New Approaches to the Diagnosis of Cushing’s Disease

Drs. Gabrielle Page-Wilson, Sharon Wardlaw, Pamela Freda, Alexander Khandji and Jeffrey Bruce

New assays are being evaluated that will improve the differential diagnosis of ACTH-dependent Cushing’s syndrome based on tumor specific differences in the processing of ACTH and its precursor, proopiomelanocortin (POMC). This is being evaluated in conjunction with petrosal sinus sampling in order to develop a less invasive way to distinguish between pituitary and ectopic sources of ACTH secretion.

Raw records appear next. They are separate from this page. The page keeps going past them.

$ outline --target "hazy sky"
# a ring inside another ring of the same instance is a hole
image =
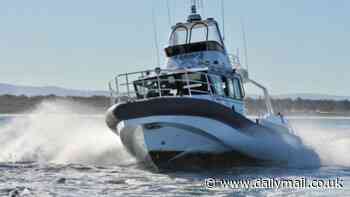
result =
[[[172,23],[184,21],[190,0],[169,2]],[[117,73],[155,67],[153,4],[163,47],[166,0],[2,0],[0,83],[106,89]],[[228,49],[242,48],[243,18],[250,74],[273,94],[350,95],[350,1],[225,4]],[[220,1],[202,13],[221,22]]]

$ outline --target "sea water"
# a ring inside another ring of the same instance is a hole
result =
[[[319,156],[319,165],[154,172],[124,150],[105,126],[103,115],[75,114],[79,107],[45,102],[30,115],[0,116],[0,196],[350,196],[349,118],[291,118],[297,135]],[[217,181],[215,188],[205,185],[208,178]],[[222,185],[241,180],[340,184],[332,188]]]

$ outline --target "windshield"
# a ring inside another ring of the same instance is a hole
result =
[[[216,23],[195,23],[192,26],[178,26],[170,36],[170,46],[216,41],[222,45],[221,36]]]

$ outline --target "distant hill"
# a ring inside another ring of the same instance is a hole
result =
[[[34,87],[34,86],[21,86],[21,85],[11,85],[0,83],[0,95],[25,95],[25,96],[76,96],[76,97],[91,97],[91,96],[109,96],[108,91],[94,91],[94,90],[75,90],[67,89],[56,86],[44,86],[44,87]],[[258,95],[248,95],[251,98],[259,98]],[[350,96],[335,96],[327,94],[281,94],[272,95],[274,99],[307,99],[307,100],[350,100]]]
[[[56,86],[34,87],[20,86],[0,83],[0,95],[25,95],[25,96],[48,96],[56,95],[61,97],[76,96],[76,97],[91,97],[91,96],[108,96],[107,91],[93,90],[74,90]]]
[[[308,99],[308,100],[335,100],[335,101],[343,101],[343,100],[350,100],[350,96],[336,96],[336,95],[328,95],[328,94],[281,94],[281,95],[274,95],[273,98],[275,99]]]
[[[256,95],[256,94],[248,94],[247,97],[257,99],[259,97],[262,97],[262,95]],[[336,95],[328,95],[328,94],[307,94],[307,93],[301,93],[301,94],[279,94],[279,95],[271,95],[273,99],[304,99],[304,100],[334,100],[334,101],[344,101],[349,100],[350,96],[336,96]]]

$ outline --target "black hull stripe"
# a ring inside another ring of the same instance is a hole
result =
[[[213,101],[189,97],[155,98],[121,103],[113,112],[117,122],[150,116],[198,116],[217,120],[234,129],[257,126],[241,114]]]

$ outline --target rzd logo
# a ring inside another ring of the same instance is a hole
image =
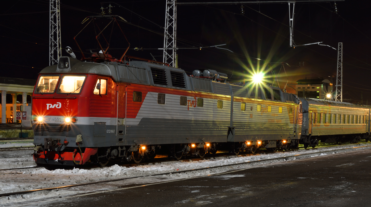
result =
[[[56,104],[55,104],[54,105],[50,104],[46,104],[46,110],[49,110],[49,108],[54,108],[55,107],[57,109],[60,108],[60,107],[62,106],[62,104],[60,102],[57,102]]]

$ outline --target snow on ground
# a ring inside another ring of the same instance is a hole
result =
[[[0,169],[35,166],[33,153],[33,150],[0,151]]]
[[[370,145],[368,144],[347,145],[336,146],[324,148],[317,148],[310,150],[301,150],[292,152],[282,152],[265,154],[257,154],[252,156],[227,156],[213,158],[209,160],[189,161],[173,161],[160,163],[150,164],[132,167],[121,167],[117,165],[112,166],[98,168],[90,170],[74,168],[66,170],[56,169],[49,171],[45,168],[37,168],[18,170],[16,172],[9,174],[4,172],[0,174],[0,194],[12,192],[30,190],[42,188],[55,187],[60,186],[100,181],[109,180],[137,176],[150,175],[145,177],[126,180],[118,182],[108,183],[95,185],[86,185],[64,188],[63,190],[45,191],[34,192],[23,195],[11,196],[0,197],[0,205],[6,204],[14,204],[20,202],[28,203],[40,198],[46,200],[56,197],[64,197],[77,193],[86,193],[96,191],[112,189],[121,185],[131,184],[150,183],[164,180],[171,180],[207,175],[226,172],[234,169],[251,167],[241,165],[221,167],[207,169],[203,170],[192,171],[179,174],[162,175],[151,175],[168,173],[177,171],[183,171],[229,164],[244,162],[248,161],[282,157],[313,152],[321,152],[321,155],[333,154],[326,151],[335,149],[344,149]],[[362,148],[359,149],[362,149]],[[321,156],[318,154],[310,157]],[[309,155],[308,155],[309,156]],[[293,158],[292,159],[295,160]],[[265,161],[263,163],[256,163],[257,166],[262,164],[271,164],[273,162],[282,162],[284,160],[275,160],[274,161]],[[0,172],[0,174],[1,172]],[[220,175],[219,175],[220,176]],[[229,178],[226,176],[225,179]]]

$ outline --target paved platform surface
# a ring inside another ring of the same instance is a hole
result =
[[[54,206],[371,206],[371,150],[70,198]]]

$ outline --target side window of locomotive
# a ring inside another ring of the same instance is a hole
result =
[[[197,99],[197,107],[204,107],[204,99],[200,98]]]
[[[256,111],[262,111],[261,105],[257,105],[256,106]]]
[[[180,96],[180,105],[187,106],[187,97]]]
[[[157,104],[165,104],[165,95],[164,93],[158,93],[157,95]]]
[[[42,76],[37,83],[36,93],[54,93],[57,86],[59,76]]]
[[[241,111],[246,111],[246,103],[241,103]]]
[[[101,84],[100,88],[98,89],[98,83]],[[94,88],[93,93],[94,94],[101,94],[105,95],[107,94],[107,80],[105,79],[98,79]]]
[[[223,101],[220,101],[220,100],[218,100],[218,109],[222,109],[223,108]]]
[[[142,92],[139,91],[133,92],[133,101],[142,102]]]
[[[79,93],[85,78],[85,76],[63,76],[59,85],[59,88],[58,89],[58,92]]]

Prospective Study of Clinically Non-functioning Pituitary Adenomas

Drs. Pamela Freda, Sharon L. Wardlaw, Jeffrey Bruce, Steven Isaacson, Yaakov Stern, Kalmon Post

This NIH funded, multi-disciplinary collaborative study is first comprehensive prospective study of clinically non-functioning pituitary adenomas (CNFA). This project prospectively studies asymptomatic pituitary lesions that do not require surgical intervention in order to determine the appropriate initial evaluation and follow up as well as the safety of their conservative, non-surgical management. We also prospectively assess the outcome of symptomatic CNFAs treated with surgery, the safety of conservative follow up for patients with small tumor remnants after surgery and determine which patients need radiotherapy(RT) by examining the risks vs. benefits of post-operatively RT for residual/recurrent tumors. This project also examines for the first time, prospectively, the impact of the disease and our therapies on quality of life and neurocognitive function in patients with CNFAs and establish a novel bank of pituitary tumor specimens from our cohort that will be linked to the extensive clinical data collected in our prospective study.